When aspirin is used in combination with antidiabetic drugs, is there a risk of drug interactions? Intelligent systems may hold the key to resolving such critical challenges related to combined medication that directly impact patients' medication safety in the future.
Recently, Professor Zhang Wen's team from the College of Informatics at Huazhong Agricultural University (HZAU) has released an innovative breakthrough at the international conference, The 63rd Annual Meeting of the Association for Computational Linguistics. The team introduced a pairwise knowledge-augmented language model PKAG-DDI, which is capable of producing full reports on drug interactions, so as to offer intelligent support for safe medication practices.

The pairwise knowledge-augmented language model PKAG-DDI. [Photo/news.hzau.edu.cn]
In the backdrop of global aging, combination therapy emerges as a pivotal clinical strategy, yet the perils of adverse drug interactions loom large. Detecting potential events early holds significant value in enhancing medication safety. To address this, the team developed the PKAG-DDI model, not only crafting easily digestible descriptions of drug interactions but also presenting crucial biological functional insights, showcasing inference pathways, and bolstering user confidence.
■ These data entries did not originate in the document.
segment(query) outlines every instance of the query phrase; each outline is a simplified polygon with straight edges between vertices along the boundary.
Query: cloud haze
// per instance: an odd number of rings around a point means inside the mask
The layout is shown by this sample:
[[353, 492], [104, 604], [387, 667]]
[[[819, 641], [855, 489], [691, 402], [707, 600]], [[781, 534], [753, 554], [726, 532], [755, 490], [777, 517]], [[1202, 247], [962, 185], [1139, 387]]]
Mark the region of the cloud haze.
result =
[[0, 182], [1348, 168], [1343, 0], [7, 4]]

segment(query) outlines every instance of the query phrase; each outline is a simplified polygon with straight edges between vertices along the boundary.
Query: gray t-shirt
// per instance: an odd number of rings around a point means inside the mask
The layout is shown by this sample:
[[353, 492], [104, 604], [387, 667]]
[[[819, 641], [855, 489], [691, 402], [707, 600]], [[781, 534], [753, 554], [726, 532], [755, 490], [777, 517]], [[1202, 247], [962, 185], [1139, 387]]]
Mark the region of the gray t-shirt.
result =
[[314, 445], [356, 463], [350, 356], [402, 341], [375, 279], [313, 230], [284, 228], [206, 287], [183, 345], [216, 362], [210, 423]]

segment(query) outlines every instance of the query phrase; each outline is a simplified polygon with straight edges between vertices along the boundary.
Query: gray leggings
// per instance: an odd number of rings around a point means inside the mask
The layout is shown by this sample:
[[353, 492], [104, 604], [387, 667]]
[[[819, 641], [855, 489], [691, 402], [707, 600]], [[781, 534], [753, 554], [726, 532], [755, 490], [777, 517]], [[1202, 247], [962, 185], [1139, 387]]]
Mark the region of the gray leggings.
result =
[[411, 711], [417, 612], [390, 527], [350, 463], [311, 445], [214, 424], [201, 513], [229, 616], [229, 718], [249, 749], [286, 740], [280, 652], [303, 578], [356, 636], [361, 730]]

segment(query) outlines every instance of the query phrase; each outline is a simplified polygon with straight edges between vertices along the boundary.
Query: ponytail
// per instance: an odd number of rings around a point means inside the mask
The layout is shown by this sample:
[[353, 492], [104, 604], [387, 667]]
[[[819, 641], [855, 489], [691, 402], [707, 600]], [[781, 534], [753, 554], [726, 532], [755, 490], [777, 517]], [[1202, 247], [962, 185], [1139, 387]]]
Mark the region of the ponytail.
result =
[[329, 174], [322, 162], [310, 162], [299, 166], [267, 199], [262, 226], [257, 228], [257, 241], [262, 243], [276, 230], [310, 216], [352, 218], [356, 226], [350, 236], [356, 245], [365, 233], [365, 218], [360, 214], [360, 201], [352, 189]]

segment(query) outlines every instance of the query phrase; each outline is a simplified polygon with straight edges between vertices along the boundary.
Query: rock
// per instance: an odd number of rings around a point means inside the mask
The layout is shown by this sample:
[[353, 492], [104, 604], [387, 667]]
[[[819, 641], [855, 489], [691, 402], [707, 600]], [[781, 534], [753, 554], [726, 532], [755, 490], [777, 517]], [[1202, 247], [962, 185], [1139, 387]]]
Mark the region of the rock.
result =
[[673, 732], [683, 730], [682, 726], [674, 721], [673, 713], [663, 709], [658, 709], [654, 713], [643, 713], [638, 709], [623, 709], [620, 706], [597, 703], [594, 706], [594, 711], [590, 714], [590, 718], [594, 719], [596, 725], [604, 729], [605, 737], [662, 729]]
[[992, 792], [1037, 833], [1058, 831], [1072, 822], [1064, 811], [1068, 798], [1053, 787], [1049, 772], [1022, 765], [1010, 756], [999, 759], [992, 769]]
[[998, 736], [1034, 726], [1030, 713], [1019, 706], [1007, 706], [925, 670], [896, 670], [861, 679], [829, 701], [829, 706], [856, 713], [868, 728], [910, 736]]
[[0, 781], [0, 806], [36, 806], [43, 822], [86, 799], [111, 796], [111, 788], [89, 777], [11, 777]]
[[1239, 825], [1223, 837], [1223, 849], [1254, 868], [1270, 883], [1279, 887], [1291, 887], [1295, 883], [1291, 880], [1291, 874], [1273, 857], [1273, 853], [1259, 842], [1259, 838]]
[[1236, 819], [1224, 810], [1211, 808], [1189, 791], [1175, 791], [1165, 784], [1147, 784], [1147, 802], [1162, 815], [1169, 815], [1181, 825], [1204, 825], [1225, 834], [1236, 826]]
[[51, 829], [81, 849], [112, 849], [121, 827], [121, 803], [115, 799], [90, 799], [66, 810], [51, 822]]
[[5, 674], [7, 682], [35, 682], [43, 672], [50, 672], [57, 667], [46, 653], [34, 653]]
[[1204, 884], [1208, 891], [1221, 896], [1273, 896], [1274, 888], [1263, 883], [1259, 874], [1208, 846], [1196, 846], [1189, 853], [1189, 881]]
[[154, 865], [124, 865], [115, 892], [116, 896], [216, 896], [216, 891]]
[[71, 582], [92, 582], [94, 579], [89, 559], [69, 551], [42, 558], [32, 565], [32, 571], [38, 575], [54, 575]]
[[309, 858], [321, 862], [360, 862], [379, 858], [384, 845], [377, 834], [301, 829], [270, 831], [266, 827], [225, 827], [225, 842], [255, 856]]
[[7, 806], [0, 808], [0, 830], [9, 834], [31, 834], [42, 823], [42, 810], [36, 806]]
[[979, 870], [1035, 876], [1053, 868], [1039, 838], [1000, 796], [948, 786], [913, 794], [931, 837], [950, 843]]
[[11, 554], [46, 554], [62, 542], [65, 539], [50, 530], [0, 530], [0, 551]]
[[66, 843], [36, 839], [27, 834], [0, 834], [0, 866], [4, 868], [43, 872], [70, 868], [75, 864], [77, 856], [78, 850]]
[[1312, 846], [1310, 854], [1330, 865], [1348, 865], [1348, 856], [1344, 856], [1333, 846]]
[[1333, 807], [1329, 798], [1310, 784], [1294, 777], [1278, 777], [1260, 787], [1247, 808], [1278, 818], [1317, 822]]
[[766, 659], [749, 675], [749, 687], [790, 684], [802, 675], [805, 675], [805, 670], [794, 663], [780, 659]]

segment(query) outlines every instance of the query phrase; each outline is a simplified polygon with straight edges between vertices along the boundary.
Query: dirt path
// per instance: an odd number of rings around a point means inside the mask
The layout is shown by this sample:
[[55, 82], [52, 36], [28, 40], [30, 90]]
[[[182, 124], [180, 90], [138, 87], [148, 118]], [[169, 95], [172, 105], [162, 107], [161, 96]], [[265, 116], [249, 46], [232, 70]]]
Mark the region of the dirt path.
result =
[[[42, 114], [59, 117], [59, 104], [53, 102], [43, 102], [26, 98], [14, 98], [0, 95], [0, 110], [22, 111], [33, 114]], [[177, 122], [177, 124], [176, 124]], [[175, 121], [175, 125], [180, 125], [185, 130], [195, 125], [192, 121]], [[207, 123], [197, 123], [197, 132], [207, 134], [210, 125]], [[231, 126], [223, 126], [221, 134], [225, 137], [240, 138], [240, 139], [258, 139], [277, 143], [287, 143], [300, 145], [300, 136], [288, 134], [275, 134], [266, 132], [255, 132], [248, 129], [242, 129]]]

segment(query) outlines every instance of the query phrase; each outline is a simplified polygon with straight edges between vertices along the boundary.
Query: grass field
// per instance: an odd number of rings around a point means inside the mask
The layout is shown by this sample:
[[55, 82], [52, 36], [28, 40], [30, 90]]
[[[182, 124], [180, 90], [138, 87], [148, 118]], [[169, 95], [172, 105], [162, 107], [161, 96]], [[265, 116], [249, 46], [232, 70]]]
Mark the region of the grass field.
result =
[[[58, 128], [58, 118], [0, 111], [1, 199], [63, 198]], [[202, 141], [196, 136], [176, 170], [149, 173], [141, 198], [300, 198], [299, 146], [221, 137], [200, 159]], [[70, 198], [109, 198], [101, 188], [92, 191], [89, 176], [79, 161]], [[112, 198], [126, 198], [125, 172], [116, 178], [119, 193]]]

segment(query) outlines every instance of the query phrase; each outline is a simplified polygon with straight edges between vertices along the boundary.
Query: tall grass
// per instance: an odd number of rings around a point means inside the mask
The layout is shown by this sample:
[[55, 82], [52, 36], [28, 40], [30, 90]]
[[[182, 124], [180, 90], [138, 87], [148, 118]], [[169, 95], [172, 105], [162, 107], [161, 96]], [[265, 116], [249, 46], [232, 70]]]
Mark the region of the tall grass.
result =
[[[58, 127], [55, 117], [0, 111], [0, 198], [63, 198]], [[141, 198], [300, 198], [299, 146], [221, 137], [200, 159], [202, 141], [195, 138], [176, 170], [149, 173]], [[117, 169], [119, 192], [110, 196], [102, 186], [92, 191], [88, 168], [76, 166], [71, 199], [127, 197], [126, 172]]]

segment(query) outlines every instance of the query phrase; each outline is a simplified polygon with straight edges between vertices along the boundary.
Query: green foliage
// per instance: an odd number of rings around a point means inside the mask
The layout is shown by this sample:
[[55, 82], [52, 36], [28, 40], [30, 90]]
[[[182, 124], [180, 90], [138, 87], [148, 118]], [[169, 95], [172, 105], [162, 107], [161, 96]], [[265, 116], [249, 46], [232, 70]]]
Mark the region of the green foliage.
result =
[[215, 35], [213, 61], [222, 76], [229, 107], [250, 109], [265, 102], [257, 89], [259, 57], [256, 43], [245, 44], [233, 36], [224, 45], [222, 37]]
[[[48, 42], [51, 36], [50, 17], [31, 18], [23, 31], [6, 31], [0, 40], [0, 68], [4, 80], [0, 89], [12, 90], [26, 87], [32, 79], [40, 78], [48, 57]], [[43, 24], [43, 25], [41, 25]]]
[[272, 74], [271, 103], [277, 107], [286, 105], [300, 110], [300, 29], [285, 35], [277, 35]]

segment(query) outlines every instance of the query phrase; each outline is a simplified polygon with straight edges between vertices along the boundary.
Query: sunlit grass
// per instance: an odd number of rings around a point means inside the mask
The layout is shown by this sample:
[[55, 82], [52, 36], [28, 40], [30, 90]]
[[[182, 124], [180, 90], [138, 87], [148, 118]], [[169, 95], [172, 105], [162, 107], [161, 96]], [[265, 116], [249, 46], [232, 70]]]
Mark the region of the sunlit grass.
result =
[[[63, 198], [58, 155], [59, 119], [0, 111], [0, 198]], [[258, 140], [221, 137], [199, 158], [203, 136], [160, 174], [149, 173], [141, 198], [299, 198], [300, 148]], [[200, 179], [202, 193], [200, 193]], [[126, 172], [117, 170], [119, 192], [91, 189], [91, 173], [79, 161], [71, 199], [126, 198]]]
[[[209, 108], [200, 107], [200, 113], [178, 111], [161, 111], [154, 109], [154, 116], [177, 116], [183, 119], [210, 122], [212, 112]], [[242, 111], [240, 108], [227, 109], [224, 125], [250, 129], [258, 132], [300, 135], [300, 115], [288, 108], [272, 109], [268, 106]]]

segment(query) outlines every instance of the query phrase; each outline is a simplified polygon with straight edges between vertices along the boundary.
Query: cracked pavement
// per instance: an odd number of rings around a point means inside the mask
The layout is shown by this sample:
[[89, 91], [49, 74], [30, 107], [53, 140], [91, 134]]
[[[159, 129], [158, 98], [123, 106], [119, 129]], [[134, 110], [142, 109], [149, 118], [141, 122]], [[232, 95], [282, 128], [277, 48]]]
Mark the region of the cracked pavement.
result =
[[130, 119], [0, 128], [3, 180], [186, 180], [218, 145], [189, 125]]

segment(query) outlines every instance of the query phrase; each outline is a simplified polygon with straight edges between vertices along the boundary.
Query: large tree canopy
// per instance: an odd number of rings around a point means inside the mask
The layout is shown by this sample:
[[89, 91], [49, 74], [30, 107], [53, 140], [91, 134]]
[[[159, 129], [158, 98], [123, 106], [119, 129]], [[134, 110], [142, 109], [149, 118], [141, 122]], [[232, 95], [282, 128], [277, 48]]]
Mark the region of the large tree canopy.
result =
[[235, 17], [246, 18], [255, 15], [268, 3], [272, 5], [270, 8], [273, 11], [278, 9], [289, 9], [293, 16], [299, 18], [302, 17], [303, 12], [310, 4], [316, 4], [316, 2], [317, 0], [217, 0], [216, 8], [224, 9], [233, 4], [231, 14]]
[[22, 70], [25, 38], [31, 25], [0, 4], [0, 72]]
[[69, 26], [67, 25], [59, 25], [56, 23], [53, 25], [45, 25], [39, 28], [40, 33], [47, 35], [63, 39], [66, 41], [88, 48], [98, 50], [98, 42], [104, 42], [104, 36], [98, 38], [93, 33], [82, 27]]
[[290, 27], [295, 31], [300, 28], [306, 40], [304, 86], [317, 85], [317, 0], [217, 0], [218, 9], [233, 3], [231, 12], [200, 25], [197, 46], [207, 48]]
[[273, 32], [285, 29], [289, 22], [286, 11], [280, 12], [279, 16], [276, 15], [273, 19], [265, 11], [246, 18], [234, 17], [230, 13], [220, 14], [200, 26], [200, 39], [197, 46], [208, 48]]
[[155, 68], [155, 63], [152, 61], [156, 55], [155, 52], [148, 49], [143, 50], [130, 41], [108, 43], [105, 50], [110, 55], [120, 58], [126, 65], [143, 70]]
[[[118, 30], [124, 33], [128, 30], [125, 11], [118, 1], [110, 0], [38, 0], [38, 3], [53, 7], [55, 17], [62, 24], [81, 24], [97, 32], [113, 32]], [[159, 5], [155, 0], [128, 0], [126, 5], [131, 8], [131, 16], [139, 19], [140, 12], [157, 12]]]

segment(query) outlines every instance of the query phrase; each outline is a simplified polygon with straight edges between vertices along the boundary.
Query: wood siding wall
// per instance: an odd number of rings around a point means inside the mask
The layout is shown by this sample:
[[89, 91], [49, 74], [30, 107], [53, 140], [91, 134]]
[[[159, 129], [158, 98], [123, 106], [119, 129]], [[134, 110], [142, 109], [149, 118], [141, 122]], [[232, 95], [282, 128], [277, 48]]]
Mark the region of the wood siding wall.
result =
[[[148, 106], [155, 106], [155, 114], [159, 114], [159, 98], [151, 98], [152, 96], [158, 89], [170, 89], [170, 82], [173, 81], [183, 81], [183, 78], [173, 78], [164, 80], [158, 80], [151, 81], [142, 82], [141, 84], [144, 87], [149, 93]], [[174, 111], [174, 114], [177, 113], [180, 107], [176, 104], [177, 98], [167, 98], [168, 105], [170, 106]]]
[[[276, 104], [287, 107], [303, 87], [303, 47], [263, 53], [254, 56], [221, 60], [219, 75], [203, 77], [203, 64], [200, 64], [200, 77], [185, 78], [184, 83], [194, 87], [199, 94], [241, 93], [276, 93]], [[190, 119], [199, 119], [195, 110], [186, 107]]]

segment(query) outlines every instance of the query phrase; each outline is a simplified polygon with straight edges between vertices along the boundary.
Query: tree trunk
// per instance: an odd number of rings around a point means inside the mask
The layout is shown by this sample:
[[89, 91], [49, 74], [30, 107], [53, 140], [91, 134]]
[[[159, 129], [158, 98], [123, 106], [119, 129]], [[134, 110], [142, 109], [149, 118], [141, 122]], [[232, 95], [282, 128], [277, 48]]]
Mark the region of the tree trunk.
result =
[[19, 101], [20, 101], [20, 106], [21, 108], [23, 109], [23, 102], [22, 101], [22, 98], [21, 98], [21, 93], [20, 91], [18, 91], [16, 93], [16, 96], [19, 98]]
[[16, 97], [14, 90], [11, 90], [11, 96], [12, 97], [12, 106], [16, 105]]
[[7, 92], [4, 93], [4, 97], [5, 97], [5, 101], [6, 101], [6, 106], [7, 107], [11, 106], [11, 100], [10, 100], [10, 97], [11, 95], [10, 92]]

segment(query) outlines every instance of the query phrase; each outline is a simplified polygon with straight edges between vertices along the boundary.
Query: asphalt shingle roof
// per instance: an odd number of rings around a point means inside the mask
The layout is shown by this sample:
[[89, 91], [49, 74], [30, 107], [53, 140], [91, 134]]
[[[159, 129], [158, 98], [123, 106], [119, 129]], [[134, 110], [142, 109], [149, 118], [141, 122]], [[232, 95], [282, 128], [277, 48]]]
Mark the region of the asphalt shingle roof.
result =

Moreover, the team refined the artificial intelligence used for retrieval-enhanced generation, enabling the model to autonomously retrieve the biological functions of paired drugs and integrate them into extensive language models, thereby further elevating prediction accuracy.
Comparative experiments demonstrate that, compared to prevailing classification-based and generation-based methodologies, PKAG-DDI exhibits substantial advantages across two specialized datasets and showcases robust practicality and generalization prowess in demanding scenarios. Case studies underscore its precision in forecasting a drug's biological functions and articulating exact event descriptions.